With the lockdown continuing, we continue our look at films with a political edge which can be streamed online and/or watched on blu-ray/dvd. Some are famous, others not. Some are obviously political in content and style, others require a bit of digging. All are top-notch films which I would certainly recommend watching during the lockdown… and beyond. So let’s get started.
See part one of our list here.
Reds (1981 Paramount)
Even now it seems quite extraordinary that Hollywood should have funded a big-budget three-hour plus film, starring (and directed by) Warren Beatty, Diane Keaton, Jack Nicholson alongside a host of familiar supporting names, about John Reed (author of 10 days that shook the world) and the Russian Revolution (watch trailer here.) Even more amazingly, the film picked up 12 Academy Award nominations, winning three including best director for Beatty.
The film was pushed by Paramount as being an epic love story between the Beatty and Keaton (playing Loiuse Bryant) characters but is actually a decent portrayal of Reed’s life and his time in Russia during the dramatic events of 1917. This might explain why the film has kind of been forgotten about. For that reason it is well worth hunting down. Look out for a splendid performance from Maureen Stapleton as Emma Goldman which rightly earned her an Oscar.
Three Days Of The Condor (1975 – Eureka!)
In the introductory booklet to the 2016 UK bluray release of this film, it is noted that back in 2000 Stephen Hunter from the Washington Post had chosen Three Days Of The Condor as the film which for him most summed up the 1970s in America (Watch trailer here). Released post-Watergate and with the press full of reports about what the CIA had really been up to in Chile and elsewhere, this film feeds off the fears of many as to what the establishment – state and big business – was really up to.
The story is simple enough: a minor CIA operative in a seemingly unimportant office where they just read and analyse reports and documents pops out to get some food only to find on his return that everybody there has been shot dead. Robert Redford’s character (codename Condor) is the only survivor. As he reports in what has happened it soon becomes apparent that he cannot trust anyone, least of all his employers.
Although other films from this period would feed off similar moods of paranoia – Killer Elite and The Parallax View to name but two – Three Days is perhaps the most successful as it operates as both a gripping spy thriller and a film that raises serious questions which in many ways anticipates what happened after 9/11. This film is well served by a good cast on top form but look out for a superb yet understated performance from the late great Max von Sydow (for an example of this click here).I saw this film in the West End when it opened in the autumn of 1975 and went to see it again a few weeks later just because of that.

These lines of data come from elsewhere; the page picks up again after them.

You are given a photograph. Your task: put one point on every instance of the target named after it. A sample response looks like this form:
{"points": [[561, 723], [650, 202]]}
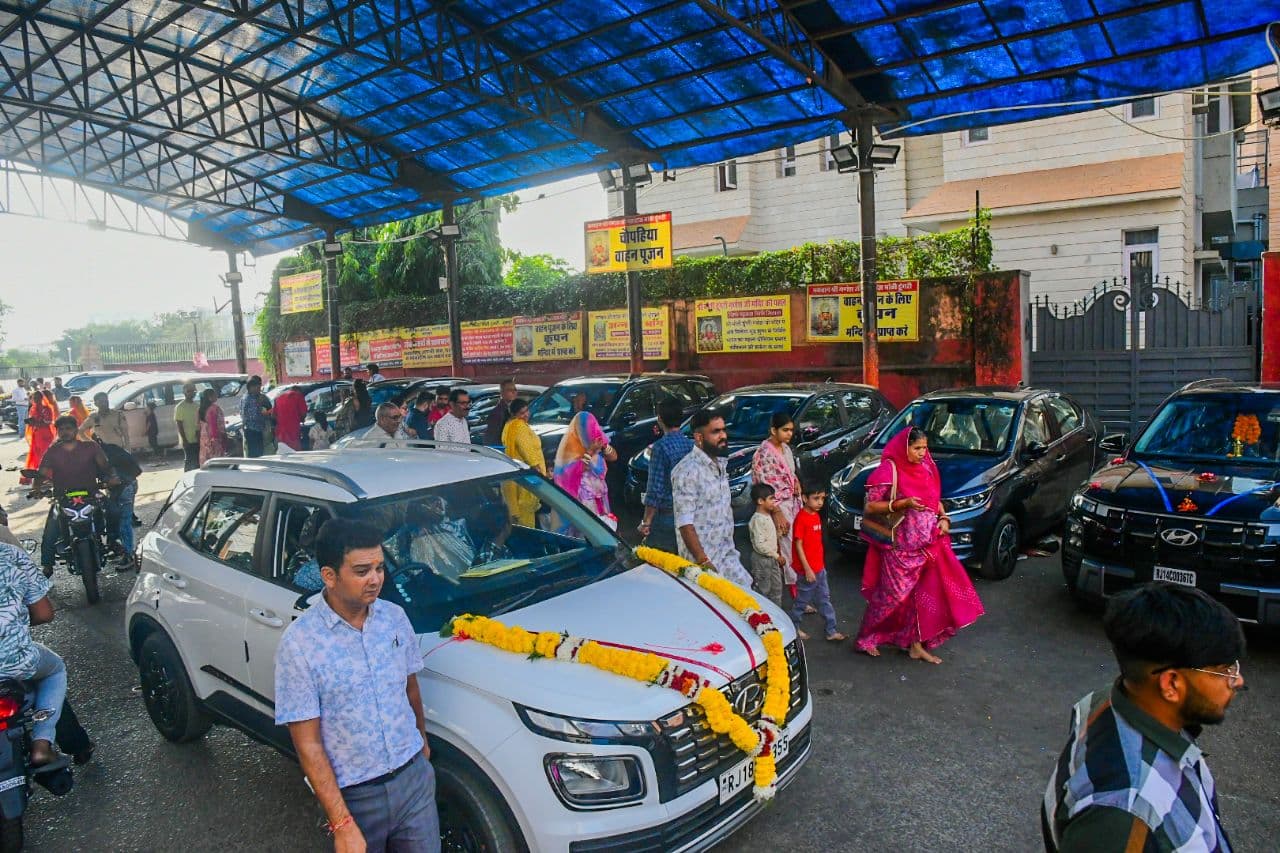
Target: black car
{"points": [[1009, 459], [626, 407], [1194, 500], [833, 423]]}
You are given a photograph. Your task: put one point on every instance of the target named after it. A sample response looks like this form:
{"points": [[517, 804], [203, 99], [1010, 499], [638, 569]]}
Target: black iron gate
{"points": [[1121, 352]]}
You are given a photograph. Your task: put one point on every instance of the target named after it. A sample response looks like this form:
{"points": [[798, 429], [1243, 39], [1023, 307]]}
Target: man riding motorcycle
{"points": [[69, 465]]}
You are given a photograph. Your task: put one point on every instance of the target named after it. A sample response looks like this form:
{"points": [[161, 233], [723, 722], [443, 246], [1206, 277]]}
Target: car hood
{"points": [[960, 474], [643, 609], [1225, 492]]}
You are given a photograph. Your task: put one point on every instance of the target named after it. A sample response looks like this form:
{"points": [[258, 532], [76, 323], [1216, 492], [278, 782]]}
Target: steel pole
{"points": [[867, 186], [237, 315], [451, 276], [330, 273], [635, 315]]}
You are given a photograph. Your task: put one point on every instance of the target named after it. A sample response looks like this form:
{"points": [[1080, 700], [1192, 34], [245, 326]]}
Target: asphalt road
{"points": [[905, 757]]}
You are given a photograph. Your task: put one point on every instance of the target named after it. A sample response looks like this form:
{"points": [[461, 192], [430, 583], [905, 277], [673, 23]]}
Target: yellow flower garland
{"points": [[644, 666]]}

La Grande Illusion (1937 – Studio Canal)
Jean Renoir’s film is one of the great masterpieces of 20th Century cinema. It’s anti-war message remains as relevant as ever as is its careful analysis of class relations (see trailer here and the restoration trailer here). The story centres around two French officers – the upper-class Pierre Fresnay and the working-class Jean Gabin – who are caught by German troops during WW1 and sent to prisoner-of-war camps.
The rest of the film deals with their various efforts to escape from one camp after another. However the class relations between the various prisoners and between these prisoners and their guards are what make this picture different from other such films. Early on when the two men, having just been caught, are taken to the local German base, they are astonished to find themselves invited by the commanding officer (Eric von Stroheim) to join a regimental dinner as honoured guests. They are officers first and prisoners second it appears.
During the film the characters played by Fresnay and von Stroheim emphasize their class links by both talking English to each other to show their separation from the ‘lower orders.’ A similar fraternization exists between the working-class prisoners and their immediate guards. The issue of class solidarity runs right through this film alongside its assault on the madness of war.
Of course, the film was quickly banned as WW2 approached. A decent print was considered lost until it was discovered that a print had been taken from France to Berlin by the Germans during the war, only for that print to be grabbed by the Russians in 1945 and taken back to Moscow where it safely resided until an exchange programme was set up by Russian and French film museums, enabling the print to be restored and shown again. Orson Welles once said that if there was just one film he could save then this would be it.
Blue Collar (1978 – Indicator)
This film (watch the trailer here) was reviewed in Socialist Appeal back in 2018 when it came out on bluray and I stand by what I said then as to why you should see it. This is a film about a company that “builds cars and destroys men”. Director Paul Schader’s film looks at three men who have been ground down by the conditions they find themselves in as they work long arduous hours at the local car plant, the only jobs they can get. Zeke (Richard Pryor, in a rare straight role), Jerry (Harvey Keitel) and Smokey (Yaphet Kotto) try to fight back against the system but slowly find themselves outfought as the bosses divide the workers so as to defeat them. As Smokey puts it at the end: “They pit the lifers against the new boys, the young against the old, the black against the white. Everything they do is to keep us in our place.” The film was attacked for being too left-wing and that alone should encourage you to see it.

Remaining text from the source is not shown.